You should already be familiar with StyleGAN and its implementation. As in the FreezeD paper, the source code below is taken from [this](https://github.com/rosinality/style-based-gan-pytorch) repository, which also provides a pretrained checkpoint.

In [None]:
#@title Code (double click to view) { form-width: "200px", display-mode: "code" }

''' Taken from https://github.com/rosinality/style-based-gan-pytorch/blob/master/model.py '''
# MIT License
#
# Copyright (c) 2019 Kim Seonghyeon
#
# Permission is hereby granted, free of charge, to any person obtaining a copy
# of this software and associated documentation files (the "Software"), to deal
# in the Software without restriction, including without limitation the rights
# to use, copy, modify, merge, publish, distribute, sublicense, and/or sell
# copies of the Software, and to permit persons to whom the Software is
# furnished to do so, subject to the following conditions:
#
# The above copyright notice and this permission notice shall be included in all
# copies or substantial portions of the Software.
#
# THE SOFTWARE IS PROVIDED "AS IS", WITHOUT WARRANTY OF ANY KIND, EXPRESS OR
# IMPLIED, INCLUDING BUT NOT LIMITED TO THE WARRANTIES OF MERCHANTABILITY,
# FITNESS FOR A PARTICULAR PURPOSE AND NONINFRINGEMENT. IN NO EVENT SHALL THE
# AUTHORS OR COPYRIGHT HOLDERS BE LIABLE FOR ANY CLAIM, DAMAGES OR OTHER
# LIABILITY, WHETHER IN AN ACTION OF CONTRACT, TORT OR OTHERWISE, ARISING FROM,
# OUT OF OR IN CONNECTION WITH THE SOFTWARE OR THE USE OR OTHER DEALINGS IN THE
# SOFTWARE.

from torch.nn import init
from torch.autograd import Function

from math import sqrt

import random


def init_linear(linear):
    init.xavier_normal(linear.weight)
    linear.bias.data.zero_()


def init_conv(conv, glu=True):
    init.kaiming_normal(conv.weight)
    if conv.bias is not None:
        conv.bias.data.zero_()


class EqualLR:
    def __init__(self, name):
        self.name = name

    def compute_weight(self, module):
        weight = getattr(module, self.name + '_orig')
        fan_in = weight.data.size(1) * weight.data[0][0].numel()

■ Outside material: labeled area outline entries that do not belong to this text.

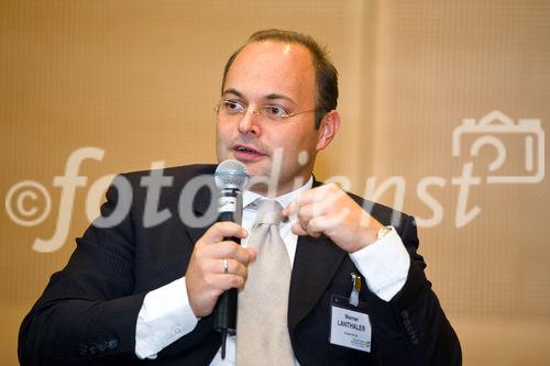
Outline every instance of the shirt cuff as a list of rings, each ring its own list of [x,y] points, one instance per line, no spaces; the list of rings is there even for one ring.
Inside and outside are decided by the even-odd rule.
[[[197,326],[187,297],[185,277],[145,295],[135,325],[135,355],[156,358],[166,346]]]
[[[407,281],[410,257],[393,228],[381,240],[350,253],[351,260],[365,278],[369,289],[389,301]]]

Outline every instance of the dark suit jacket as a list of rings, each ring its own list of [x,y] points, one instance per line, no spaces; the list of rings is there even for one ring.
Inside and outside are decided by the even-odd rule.
[[[153,289],[185,275],[194,243],[207,228],[189,228],[179,207],[193,204],[204,214],[212,200],[202,187],[194,198],[182,196],[189,179],[211,175],[215,166],[169,168],[172,187],[161,192],[158,211],[172,218],[144,228],[146,188],[132,173],[132,192],[112,186],[103,217],[122,199],[131,199],[130,213],[111,229],[94,225],[82,237],[67,266],[54,274],[42,297],[24,319],[19,337],[22,365],[208,365],[220,346],[212,331],[212,317],[158,354],[155,361],[139,361],[134,354],[135,322],[143,298]],[[316,182],[318,185],[318,182]],[[130,197],[131,196],[131,197]],[[180,198],[182,196],[182,198]],[[383,224],[397,213],[351,195]],[[216,204],[216,203],[215,203]],[[363,286],[372,323],[372,353],[329,343],[331,295],[349,296],[350,274],[356,271],[349,255],[328,237],[299,237],[293,266],[288,303],[288,331],[298,362],[306,365],[457,365],[461,363],[459,341],[426,279],[426,264],[417,254],[417,230],[411,217],[400,214],[394,225],[410,254],[411,265],[404,288],[385,302]]]

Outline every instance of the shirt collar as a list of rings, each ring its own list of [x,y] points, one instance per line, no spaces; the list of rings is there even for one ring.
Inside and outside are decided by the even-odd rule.
[[[311,187],[314,187],[314,176],[309,177],[309,180],[304,185],[301,186],[300,188],[298,189],[295,189],[293,190],[292,192],[288,192],[288,193],[285,193],[283,196],[278,196],[278,197],[275,197],[275,199],[284,207],[286,208],[288,204],[290,204],[292,201],[294,201],[301,192],[310,189]],[[243,192],[243,197],[242,197],[242,207],[243,208],[246,208],[246,206],[249,206],[250,203],[254,202],[255,200],[257,199],[268,199],[262,195],[258,195],[258,193],[255,193],[253,191],[250,191],[250,190],[245,190]]]

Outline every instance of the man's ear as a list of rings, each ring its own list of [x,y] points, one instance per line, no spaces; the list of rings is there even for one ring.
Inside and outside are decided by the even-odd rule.
[[[337,110],[331,110],[324,114],[321,125],[319,126],[319,140],[317,141],[316,152],[320,152],[330,145],[337,135],[340,122],[340,114]]]

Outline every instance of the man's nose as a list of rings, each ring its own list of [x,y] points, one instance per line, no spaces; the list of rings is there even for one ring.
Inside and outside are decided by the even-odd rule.
[[[262,114],[258,111],[248,109],[239,122],[239,132],[242,134],[253,133],[258,135],[261,132],[261,119]]]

        return weight * sqrt(2 / fan_in)

    @staticmethod
    def apply(module, name):
        fn = EqualLR(name)

        weight = getattr(module, name)
        del module._parameters[name]
        module.register_parameter(name + '_orig', nn.Parameter(weight.data))
        module.register_forward_pre_hook(fn)

        return fn

    def __call__(self, module, input):
        weight = self.compute_weight(module)
        setattr(module, self.name, weight)


def equal_lr(module, name='weight'):
    EqualLR.apply(module, name)

    return module


class FusedUpsample(nn.Module):
    def __init__(self, in_channel, out_channel, kernel_size, padding=0):
        super().__init__()

        weight = torch.randn(in_channel, out_channel, kernel_size, kernel_size)
        bias = torch.zeros(out_channel)

        fan_in = in_channel * kernel_size * kernel_size
        self.multiplier = sqrt(2 / fan_in)

        self.weight = nn.Parameter(weight)
        self.bias = nn.Parameter(bias)

        self.pad = padding

    def forward(self, input):
        weight = F.pad(self.weight * self.multiplier, [1, 1, 1, 1])
        weight = (
            weight[:, :, 1:, 1:]
            + weight[:, :, :-1, 1:]
            + weight[:, :, 1:, :-1]
            + weight[:, :, :-1, :-1]
        ) / 4

        out = F.conv_transpose2d(input, weight, self.bias, stride=2, padding=self.pad)

        return out


class FusedDownsample(nn.Module):
    def __init__(self, in_channel, out_channel, kernel_size, padding=0):
        super().__init__()

        weight = torch.randn(out_channel, in_channel, kernel_size, kernel_size)
        bias = torch.zeros(out_channel)

        fan_in = in_channel * kernel_size * kernel_size
        self.multiplier = sqrt(2 / fan_in)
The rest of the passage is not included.